Forgive me if I sound like a Game of Thrones fan which I confess I am. Even the names of the characters lyrically roll of your tongue- Daenerys Targaryen, Dhotrakhi, Tyrion Lannister, Stannis Baratheon etc and don’t even get me started on the intricate plot line that leaves me gasping and clutching my heart. Since this post is not about GoT I’m going to stop right now.
This is instead about a movie that tells the story of the original ArmStrong, who came to life on the Indian silver screen time machine, called Baahubali 2.
Yes! I’ve succumbed to the charms of this period drama set in a place straight out of an award wining tourism brochure. The towering redwood trees, a gleaming white palace nestling in glades surrounded by tall snow clad peaks, we see it all in its technicolour glory. Let’s not forget the golden palace of the Kingdom of Mahishmati that glistens like an Aztec pyramid and comes with its attached moat. Since its existence is a miracle of computer sorcery, it is perfectly possible to enter the country by a ship too and watch goggle-eyed a mammoth stone mammoth or maybe it’s just an elephant, straddling the harbour like a colossus from a bygone era.
That’s not all the VFX team did. They pulled all stops to create gigantic battle scenes with catapults and horses and phalanx manoeuvres and sweeping courts where conspiracies were hatched.

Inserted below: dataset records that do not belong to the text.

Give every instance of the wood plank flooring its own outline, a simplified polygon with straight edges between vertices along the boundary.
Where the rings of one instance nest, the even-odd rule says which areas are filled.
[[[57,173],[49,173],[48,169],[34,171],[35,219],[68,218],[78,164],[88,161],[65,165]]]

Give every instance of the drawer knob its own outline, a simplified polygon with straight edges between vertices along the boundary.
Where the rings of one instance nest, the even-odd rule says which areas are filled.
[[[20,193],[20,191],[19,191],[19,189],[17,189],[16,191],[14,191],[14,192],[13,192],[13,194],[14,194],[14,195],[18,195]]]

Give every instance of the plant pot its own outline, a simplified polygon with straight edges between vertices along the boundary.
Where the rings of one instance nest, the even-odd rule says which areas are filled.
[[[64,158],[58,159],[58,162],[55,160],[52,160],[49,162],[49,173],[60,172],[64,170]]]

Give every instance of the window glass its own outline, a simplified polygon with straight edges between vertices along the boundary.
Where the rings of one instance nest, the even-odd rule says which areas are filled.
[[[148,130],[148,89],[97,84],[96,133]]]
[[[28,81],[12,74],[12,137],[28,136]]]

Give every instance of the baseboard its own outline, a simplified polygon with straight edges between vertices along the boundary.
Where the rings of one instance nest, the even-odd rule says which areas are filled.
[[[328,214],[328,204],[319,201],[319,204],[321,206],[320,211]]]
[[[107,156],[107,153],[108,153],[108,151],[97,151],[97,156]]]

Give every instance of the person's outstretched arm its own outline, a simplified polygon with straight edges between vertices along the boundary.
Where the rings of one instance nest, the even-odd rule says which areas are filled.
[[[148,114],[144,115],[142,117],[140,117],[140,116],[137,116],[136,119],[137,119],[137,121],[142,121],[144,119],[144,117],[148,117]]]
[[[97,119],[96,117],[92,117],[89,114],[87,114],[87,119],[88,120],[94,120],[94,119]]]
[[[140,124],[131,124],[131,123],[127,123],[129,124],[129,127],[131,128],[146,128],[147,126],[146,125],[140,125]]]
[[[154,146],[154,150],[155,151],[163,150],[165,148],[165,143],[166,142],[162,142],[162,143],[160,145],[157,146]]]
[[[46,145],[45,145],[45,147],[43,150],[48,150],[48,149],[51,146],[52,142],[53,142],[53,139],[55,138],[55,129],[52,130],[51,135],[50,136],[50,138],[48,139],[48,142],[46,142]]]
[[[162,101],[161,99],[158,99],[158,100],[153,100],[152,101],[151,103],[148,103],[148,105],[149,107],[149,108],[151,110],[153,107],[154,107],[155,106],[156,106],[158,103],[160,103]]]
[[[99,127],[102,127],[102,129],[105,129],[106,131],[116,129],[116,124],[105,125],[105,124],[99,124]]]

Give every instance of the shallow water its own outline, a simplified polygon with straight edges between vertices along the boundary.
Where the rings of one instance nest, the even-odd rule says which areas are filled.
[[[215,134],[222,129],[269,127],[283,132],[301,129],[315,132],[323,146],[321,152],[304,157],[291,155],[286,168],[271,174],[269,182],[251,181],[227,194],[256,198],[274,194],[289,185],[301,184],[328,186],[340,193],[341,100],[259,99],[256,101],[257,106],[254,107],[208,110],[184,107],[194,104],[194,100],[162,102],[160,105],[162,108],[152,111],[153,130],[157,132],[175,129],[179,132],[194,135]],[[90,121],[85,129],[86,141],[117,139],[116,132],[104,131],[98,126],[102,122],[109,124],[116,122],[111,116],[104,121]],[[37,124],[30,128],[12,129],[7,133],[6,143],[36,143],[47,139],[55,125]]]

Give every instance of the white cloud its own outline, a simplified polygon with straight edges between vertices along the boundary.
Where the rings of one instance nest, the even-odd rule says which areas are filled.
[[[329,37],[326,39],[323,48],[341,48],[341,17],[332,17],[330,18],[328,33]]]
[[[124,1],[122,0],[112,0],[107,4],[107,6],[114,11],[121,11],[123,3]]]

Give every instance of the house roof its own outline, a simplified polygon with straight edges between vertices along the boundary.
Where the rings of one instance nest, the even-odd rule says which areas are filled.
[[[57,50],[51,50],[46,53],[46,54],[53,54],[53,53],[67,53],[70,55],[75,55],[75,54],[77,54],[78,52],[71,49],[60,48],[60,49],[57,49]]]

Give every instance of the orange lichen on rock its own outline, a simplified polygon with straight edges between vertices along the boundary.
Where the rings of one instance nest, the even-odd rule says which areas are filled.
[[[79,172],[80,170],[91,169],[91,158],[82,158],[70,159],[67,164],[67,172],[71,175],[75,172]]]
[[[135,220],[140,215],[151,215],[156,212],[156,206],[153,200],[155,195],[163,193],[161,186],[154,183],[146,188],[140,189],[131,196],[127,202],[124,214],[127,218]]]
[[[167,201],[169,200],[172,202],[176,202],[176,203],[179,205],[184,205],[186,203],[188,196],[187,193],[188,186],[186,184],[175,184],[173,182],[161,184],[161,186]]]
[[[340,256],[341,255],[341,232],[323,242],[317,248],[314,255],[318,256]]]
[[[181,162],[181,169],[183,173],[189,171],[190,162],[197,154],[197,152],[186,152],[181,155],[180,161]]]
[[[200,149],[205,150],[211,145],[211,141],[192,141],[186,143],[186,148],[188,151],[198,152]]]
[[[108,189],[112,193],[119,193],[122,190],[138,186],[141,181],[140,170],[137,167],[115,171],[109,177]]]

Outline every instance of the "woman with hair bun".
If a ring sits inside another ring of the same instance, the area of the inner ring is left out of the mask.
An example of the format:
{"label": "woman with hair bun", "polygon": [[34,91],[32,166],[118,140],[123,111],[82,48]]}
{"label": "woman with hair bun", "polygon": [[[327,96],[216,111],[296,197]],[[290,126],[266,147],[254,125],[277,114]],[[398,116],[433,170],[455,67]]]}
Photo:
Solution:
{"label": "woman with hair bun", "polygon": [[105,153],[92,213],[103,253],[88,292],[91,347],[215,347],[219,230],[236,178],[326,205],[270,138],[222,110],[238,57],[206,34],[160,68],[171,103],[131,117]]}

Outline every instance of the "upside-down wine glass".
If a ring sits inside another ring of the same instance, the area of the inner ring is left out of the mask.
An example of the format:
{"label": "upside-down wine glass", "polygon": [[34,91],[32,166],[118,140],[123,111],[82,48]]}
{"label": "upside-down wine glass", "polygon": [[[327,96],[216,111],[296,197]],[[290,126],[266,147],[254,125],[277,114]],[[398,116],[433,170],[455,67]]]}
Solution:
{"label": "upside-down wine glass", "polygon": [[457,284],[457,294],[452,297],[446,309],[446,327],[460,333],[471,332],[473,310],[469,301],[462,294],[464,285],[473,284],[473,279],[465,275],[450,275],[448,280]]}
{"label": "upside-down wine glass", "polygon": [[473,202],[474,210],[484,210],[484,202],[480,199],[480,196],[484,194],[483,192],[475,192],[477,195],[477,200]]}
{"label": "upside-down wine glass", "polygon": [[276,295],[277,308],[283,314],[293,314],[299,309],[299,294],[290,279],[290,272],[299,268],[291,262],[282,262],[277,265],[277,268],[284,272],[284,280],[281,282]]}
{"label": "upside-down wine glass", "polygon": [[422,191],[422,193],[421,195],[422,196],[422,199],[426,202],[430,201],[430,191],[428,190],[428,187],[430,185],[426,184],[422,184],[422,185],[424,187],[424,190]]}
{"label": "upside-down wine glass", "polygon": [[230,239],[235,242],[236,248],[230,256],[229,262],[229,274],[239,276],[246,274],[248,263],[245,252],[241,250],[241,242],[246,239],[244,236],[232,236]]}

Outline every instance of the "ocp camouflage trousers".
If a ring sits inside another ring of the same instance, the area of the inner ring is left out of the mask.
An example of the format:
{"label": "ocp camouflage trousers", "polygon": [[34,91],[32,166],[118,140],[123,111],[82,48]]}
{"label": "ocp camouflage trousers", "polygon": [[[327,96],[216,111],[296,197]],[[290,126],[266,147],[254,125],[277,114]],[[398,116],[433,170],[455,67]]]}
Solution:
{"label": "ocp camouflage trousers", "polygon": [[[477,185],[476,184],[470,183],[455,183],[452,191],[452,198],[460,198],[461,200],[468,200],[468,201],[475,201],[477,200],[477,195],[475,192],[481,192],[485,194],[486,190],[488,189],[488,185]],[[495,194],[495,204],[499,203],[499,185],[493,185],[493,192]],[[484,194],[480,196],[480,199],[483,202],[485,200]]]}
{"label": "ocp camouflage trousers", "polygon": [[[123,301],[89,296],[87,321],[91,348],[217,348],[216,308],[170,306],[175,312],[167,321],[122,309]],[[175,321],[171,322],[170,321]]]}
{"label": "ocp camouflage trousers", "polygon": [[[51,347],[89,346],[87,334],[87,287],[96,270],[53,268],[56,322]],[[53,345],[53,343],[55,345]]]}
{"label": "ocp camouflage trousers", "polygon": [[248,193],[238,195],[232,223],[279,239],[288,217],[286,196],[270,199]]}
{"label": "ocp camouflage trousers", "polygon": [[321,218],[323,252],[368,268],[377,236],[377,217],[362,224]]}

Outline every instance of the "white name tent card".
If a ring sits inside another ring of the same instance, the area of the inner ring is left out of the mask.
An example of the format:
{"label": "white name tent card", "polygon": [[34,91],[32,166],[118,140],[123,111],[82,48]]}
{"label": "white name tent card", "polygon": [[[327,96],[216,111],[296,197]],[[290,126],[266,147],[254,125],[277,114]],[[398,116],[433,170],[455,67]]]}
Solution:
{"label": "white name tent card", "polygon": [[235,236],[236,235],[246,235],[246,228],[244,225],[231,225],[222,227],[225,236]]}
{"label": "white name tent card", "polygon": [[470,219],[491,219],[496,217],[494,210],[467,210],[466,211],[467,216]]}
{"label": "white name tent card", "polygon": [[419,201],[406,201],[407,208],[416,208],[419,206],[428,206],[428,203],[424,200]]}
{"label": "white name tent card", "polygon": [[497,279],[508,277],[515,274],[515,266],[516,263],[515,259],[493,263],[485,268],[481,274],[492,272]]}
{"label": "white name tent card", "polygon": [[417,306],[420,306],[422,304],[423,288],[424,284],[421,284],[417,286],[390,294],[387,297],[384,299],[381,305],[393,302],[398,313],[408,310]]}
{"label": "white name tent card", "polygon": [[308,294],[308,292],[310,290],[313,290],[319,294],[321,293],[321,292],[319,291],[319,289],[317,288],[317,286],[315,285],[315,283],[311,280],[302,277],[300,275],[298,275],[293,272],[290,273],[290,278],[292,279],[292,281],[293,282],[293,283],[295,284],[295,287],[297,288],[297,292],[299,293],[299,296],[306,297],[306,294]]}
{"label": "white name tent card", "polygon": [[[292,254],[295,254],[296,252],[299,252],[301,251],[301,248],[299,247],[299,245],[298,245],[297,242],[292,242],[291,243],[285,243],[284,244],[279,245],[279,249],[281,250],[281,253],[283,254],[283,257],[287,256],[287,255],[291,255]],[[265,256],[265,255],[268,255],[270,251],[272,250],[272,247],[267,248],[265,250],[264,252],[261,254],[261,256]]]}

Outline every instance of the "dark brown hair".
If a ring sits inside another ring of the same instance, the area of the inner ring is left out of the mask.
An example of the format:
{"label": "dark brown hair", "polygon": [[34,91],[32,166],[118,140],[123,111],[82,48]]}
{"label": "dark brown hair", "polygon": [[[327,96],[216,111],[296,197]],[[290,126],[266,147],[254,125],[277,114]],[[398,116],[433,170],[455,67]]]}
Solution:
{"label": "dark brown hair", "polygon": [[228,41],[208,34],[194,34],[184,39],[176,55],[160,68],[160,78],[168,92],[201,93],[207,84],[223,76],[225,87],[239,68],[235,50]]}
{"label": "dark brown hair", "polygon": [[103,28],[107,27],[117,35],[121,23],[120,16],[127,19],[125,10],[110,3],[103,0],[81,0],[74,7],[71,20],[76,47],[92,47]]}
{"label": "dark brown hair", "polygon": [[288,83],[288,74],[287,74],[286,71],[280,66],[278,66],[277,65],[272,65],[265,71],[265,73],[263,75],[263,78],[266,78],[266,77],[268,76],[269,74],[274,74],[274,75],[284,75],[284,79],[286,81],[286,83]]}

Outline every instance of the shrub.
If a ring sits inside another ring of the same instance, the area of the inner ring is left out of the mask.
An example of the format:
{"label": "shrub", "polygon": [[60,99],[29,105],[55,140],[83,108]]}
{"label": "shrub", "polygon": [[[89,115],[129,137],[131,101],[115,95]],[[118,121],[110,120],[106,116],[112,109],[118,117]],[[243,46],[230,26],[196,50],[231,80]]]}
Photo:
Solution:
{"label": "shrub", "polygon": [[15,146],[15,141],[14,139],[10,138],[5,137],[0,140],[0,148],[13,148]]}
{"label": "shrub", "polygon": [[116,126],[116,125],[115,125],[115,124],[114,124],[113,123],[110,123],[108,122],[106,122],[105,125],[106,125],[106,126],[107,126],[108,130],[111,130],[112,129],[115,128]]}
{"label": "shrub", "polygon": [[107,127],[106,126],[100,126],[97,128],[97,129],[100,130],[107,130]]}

I loved the feminist undertone in the film too, the female protagonists proving to be the real movers and shakers who do not need men to fight their battles or rescue them.
The palace intrigues keep you hooked and yet one can’t help marvelling the kingly qualities of honour, bravery and sacrifice. It always tugs your heartstrings when a Prince is ready to give up his kingdom, nay life to side with his beloved. Why even in death he is regal, silhouetted against a raging fire, his arm stretched over Excalibur. Sigh!
Right, so as expected I was all starry eyed when I came out of the theatre. I immediately took on the task of converting other family members into Bahubali worshippers. I feel I did take on the zealousness of a cult recruitment cell to promote Part 1 so that all can fall into my grand plan of racing to see Part 2.
Drawing parallel to the Lord of the Rings, Game of Thrones, our famous Amar Chitra Katha comics of legend and valour, pulling every nerdy, geeky reference, I finally got the young knight in the house to watch it on telly. Needless to say, I sat alongside to watch. The story is long and the sequel is actually the prequel and we are getting ahead of ourselves. Whew! The excitement was palpable.
And then I wished I hadn’t done it- watched the movie. Nope! This was not how I remember. The waterfall was as stunning as ever and the men strapping and tall with muscles to rival Hulk but watching the antics of Baahubali Junior was uncomfortable.
Seriously, did the makers have to reduce a battle hardened warrior into a simpering girl as soon as Junior makes his presence known. Over a course of one song she falls madly deeply in love and promptly loses her survival skills. She has to be rescued by our He-man who creates an actual avalanche to engineer a quick escape from a troop of determined soldiers.
With a leap of faith and imagination our untrained tribal hero, proficient only in parkour judging by the way he climbs the Niagara Falls, overshadows the highly seasoned soldiers and commanders with his mastery over weapons and horse riding. He singlehandedly rescues all the ladies in the film while folks watch in slack jawed admiration.
The filmy explanation is, he is a chip of the old Amarendra Baahubali block. Well, Baahubali Senior rocked for sure but then he was trained since Kindergarten to be able to channelize the spirit of Hawkeye, Thor, Captain America and Hulk in the battlefield; the genius of Tony Stark to cobble incredible machines was an added bonus.
There was no such learning curve for the son. He decimated competition easily while the ladies either glowered at the other men or watched him in total adoration.
Back home, the young knight who was forced by my sheer enthusiasm to plod through the film of course had no comments to offer. In a perverse way I’m happy he is not keen to see the sequel.
I wonder do we, in real life too, need a sequel to get it right?